Abhisit Vejjajiva Bangkok, April 12 (DPA) Thai Prime Minister Abhisit Vejjajiva declared a state of emergency in Bangkok Sunday to quell anti-government protests that forced the cancellation of a major Asian summit the previous day.
A protest leader Jatuporn Promphan called for a popular uprising Sunday to overthrow what he described as an illegitimate government now that law and order had broken down, The Nation newspaper reported.

Protestors surrounded two armoured personal carriers parked near the upmarket Siam Paragon shopping mall in central Bangkok in the afternoon, according to witnesses.

Jakrapob Penkair, a strategist of the so-called Red Shirts, said the protestors were ready to fight a “brutal government in every possible way” and accused the military of surrounding innocent people holding a legal rally.

About 50 protestors loyal to fugitive former prime minister Thaksin Shinawatra forced their way into the Interior Ministry to confront Abhisit.

Abhisit managed to leave the ministry after a mob attacked his car and were backed off when soldiers guarding him fired shots in the air. Officials later said the prime minister was not in his regular vehicle, but had switched to another one to exit the ministry.

Witnesses reported seeing tanks passing on a major street in mid-afternoon, and sources said some army units were being mobilised.

The prime minister said the government took the decision because the problems threatening social stability were escalating.

“The government has to declare the state of emergency to restore normalcy as soon as possible,” Abhisit said.
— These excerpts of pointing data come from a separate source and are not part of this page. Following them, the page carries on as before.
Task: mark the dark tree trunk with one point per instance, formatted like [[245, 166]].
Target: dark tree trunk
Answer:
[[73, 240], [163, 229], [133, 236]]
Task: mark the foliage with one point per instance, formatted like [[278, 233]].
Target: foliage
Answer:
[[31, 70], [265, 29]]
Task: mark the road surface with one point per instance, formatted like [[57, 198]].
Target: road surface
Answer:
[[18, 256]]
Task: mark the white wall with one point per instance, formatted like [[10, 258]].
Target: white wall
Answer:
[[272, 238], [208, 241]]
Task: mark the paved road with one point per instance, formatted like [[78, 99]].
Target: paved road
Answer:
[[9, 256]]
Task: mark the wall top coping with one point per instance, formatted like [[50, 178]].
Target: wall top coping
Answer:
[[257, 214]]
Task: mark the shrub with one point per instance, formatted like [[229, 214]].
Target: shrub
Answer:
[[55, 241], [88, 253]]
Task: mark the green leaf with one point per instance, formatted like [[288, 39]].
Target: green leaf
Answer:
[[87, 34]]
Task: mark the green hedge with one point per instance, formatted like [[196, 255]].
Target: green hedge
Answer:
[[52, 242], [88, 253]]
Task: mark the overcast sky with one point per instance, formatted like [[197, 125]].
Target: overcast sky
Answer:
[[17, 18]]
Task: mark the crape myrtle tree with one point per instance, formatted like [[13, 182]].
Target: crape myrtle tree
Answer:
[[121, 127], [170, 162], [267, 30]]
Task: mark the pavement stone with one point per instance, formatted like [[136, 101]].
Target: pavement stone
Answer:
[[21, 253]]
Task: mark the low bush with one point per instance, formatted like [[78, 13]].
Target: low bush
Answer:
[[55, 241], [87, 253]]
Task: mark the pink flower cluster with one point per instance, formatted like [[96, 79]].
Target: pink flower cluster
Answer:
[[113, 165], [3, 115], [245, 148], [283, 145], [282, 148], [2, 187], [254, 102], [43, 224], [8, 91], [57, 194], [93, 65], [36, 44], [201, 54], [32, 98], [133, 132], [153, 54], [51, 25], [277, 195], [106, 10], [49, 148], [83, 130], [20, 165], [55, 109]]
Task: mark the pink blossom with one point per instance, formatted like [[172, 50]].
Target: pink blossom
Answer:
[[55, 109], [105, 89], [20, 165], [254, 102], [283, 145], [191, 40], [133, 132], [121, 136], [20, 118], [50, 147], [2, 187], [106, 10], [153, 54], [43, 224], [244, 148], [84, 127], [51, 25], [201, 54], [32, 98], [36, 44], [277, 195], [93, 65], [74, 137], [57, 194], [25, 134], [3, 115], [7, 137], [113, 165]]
Authorities arrested protest organiser Arisamun Pongruengrong, who had led a mob Saturday to disrupt the Association of South-East Asian Nations (ASEAN) and its dialogue partners’s summit in the seaside resort of Pattaya, 100 km south of Bangkok.

The arrest provoked fury from Arisamun’s followers, who began to converge on key government buildings and block traffic in the capital city.

Early Sunday, it appeared there could be a break in the protests for the important Buddhist New Year holiday. There were only about 2,000 protestors camped outside government house, police said.

Abhisit and his Democrat party government were widely criticised in the local media Sunday for the failure to stop the protestors from disrupting the ASEAN summit.

Jakrapob warned the government against using the military to crack down on the protestors. “This is a legitimate protest against an illegitimate government,” he said. “If he truly believes in democracy then he should hold an election and if he wins we will accept him.”

The protestors are demanding the resignation of Abhisit, who they say was named to head the government after anti-democratic meddling from elite royalists and other influential opponents of Thaksin, who was ousted by a coup in 2006.

The flamboyant former prime minister is a fugitive, having fled the country to avoid a two-year prison sentence for abuse of power.